Better security: Protect your fog nodes using the same policy, controls, and procedures you use in other parts of your IT environment. Use the same physical security and cybersecurity solutions.
Deeper insights, with privacy control: Analyze sensitive data locally instead of sending it to the cloud for analysis.
Lower operating expense: Conserve network bandwidth by processing selected data locally instead of sending it to the cloud for analysis.
Demerits of Fog Computing:
Depending on one’s perspective, some of the advantages of Fog Computing function as disadvantages:
Physical locality: There are some who would argue that the whole point of utilizing the Cloud is to access data and resources from anywhere, regardless of physical location. Although Fog Computing merely functions as a more selective way of ascertaining which data becomes centralized and which stays local, some perceive that the limitations of the latter are disadvantageous in terms of access.
Security: Security has long been regarded as the Achilles heel of the Cloud, but with a number of developments in this space within the past several years, issues of security really amount to a matter of trust. Certain organizations feel more comfortable having their data in a centralized location rather in remote, disparate ones—although the former option can exacerbate Data Governance when considered on a global scale.
Confusion: There is also the perspective that facilitating Fog Computing merely adds to the number of Cloud options (public, private, hybrids, cloudlets, etc.) and is needlessly a complicated architecture that is already complex enough.
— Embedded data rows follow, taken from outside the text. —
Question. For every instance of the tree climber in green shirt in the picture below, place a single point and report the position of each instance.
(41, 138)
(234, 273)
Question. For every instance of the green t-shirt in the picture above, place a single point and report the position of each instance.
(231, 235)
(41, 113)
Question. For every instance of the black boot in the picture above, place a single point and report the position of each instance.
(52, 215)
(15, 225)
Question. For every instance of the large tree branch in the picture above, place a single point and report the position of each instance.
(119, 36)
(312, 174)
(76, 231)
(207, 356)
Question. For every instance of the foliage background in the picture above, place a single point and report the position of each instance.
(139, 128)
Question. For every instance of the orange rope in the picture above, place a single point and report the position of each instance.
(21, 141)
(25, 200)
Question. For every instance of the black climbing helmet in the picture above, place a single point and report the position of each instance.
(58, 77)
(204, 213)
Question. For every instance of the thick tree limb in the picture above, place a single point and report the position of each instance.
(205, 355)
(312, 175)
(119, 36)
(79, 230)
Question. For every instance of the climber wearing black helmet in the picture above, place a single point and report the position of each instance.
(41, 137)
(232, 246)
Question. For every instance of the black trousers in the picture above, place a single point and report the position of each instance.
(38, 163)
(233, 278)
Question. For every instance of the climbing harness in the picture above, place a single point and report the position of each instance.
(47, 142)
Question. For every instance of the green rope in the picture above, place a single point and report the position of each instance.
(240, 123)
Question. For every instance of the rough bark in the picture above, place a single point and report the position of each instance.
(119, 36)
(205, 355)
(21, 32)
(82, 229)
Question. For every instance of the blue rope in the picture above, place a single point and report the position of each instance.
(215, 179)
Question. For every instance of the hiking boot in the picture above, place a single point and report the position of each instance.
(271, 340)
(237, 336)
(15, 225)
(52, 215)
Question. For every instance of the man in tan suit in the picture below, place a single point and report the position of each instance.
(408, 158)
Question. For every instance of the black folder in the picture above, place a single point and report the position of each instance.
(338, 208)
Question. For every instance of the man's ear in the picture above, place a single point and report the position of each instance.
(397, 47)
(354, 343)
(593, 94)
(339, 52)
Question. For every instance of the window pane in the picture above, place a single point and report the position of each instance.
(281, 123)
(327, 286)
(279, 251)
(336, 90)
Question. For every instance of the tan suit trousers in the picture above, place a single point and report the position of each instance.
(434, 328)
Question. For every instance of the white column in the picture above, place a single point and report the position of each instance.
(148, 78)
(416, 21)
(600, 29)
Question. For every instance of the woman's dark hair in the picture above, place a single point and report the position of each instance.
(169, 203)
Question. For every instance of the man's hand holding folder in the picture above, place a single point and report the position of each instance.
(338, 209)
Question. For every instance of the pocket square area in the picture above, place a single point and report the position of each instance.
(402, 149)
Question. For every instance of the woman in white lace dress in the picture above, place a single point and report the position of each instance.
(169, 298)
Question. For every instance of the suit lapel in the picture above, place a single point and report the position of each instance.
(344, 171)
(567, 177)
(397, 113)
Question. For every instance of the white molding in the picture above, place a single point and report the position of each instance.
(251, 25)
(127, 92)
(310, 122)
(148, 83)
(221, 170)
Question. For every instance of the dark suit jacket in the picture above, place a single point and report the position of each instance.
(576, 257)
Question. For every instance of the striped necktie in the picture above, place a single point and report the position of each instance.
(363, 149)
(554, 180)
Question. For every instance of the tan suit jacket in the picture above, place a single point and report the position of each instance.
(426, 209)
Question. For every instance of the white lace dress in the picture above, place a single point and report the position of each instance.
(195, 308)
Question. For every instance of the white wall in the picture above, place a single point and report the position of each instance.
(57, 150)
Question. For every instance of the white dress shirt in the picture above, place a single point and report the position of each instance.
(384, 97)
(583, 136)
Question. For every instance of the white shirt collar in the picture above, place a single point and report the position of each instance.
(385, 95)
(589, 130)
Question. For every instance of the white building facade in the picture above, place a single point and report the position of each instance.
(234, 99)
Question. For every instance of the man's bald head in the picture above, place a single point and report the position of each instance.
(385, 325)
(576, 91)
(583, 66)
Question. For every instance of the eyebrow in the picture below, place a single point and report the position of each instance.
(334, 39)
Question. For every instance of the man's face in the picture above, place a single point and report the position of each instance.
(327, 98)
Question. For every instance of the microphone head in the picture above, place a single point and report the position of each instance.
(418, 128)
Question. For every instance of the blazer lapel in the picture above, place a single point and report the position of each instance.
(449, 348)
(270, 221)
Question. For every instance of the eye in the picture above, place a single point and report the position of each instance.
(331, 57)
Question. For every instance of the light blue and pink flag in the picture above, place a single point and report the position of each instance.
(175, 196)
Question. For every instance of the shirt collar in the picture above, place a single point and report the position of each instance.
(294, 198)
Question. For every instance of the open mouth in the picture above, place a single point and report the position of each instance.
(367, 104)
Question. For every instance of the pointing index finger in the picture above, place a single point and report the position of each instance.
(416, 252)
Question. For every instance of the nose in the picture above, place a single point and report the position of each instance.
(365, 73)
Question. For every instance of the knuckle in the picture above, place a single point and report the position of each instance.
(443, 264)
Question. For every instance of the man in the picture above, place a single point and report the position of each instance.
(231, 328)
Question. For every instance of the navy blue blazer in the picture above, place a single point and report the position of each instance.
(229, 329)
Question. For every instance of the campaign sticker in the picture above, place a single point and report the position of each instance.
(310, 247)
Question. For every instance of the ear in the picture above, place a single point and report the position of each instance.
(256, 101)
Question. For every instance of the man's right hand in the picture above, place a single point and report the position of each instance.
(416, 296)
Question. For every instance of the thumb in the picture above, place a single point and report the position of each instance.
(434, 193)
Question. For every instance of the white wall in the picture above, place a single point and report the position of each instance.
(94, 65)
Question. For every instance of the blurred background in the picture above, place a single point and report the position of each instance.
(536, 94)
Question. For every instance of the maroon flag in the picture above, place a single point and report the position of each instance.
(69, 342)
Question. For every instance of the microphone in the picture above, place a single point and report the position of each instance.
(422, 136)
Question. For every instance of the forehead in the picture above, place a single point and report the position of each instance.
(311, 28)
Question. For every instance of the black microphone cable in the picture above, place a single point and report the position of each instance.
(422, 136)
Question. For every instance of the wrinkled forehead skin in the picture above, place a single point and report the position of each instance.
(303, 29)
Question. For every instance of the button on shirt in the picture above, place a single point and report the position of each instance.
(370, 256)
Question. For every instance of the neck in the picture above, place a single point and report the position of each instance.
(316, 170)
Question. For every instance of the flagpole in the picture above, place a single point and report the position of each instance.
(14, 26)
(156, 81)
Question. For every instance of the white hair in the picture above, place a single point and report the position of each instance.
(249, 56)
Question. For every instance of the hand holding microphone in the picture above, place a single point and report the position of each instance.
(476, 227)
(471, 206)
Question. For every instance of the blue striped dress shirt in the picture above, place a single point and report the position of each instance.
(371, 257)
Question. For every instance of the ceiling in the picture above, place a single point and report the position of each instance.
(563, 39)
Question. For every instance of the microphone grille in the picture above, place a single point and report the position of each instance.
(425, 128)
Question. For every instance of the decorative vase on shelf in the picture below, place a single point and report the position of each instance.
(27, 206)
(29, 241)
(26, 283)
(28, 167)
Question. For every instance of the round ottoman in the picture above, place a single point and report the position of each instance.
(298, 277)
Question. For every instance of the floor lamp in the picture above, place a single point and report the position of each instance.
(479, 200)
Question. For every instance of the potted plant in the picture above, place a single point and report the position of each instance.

Applications of Fog Computing:
Connected Cars: The advent of semi-autonomous and self-driving cars will only increase the already large amount of data vehicles create. Having cars operate independently requires a capability to locally analyze certain data in real-time, such as surroundings, driving conditions and directions.nA fog computing environment would enable communications for all of these data sources both at the edge (in the car), and to its end point (the manufacturer).
Smart cities and smart grids: Like connected cars, utility systems are increasingly using real-time data to more efficiently run systems. Sometimes this data is in remote areas, so processing close to where its created is essential. Other times the data needs to be aggregated from a large number of sensors. Fog computing architectures could be devised to solve both of these issues.
Real-time analytics: A host of use cases call for real-time analytics. From manufacturing systems that need to be able to react to events as they happen, to financial institutions that use real-time data to inform trading decisions or monitor for fraud. Fog computing deployments can help facilitate the transfer of data between where its created and a variety of places where it needs to go.
Fog computing gives the cloud a companion to handle the two exabytes of data generated daily from the Internet of Things. Processing data closer to where it is produced and needed, solves the challenges of exploding data volume, variety, and velocity. Fog computing accelerates awareness and response to events by eliminating a round trip to the cloud for analysis. It avoids the need for costly bandwidth additions by offloading gigabytes of network traffic from the core network. It also protects sensitive IoT data by analyzing it inside company walls. Ultimately, organizations that adopt fog computing gain deeper and faster insights, leading to increased business agility, higher service levels, and improved safety.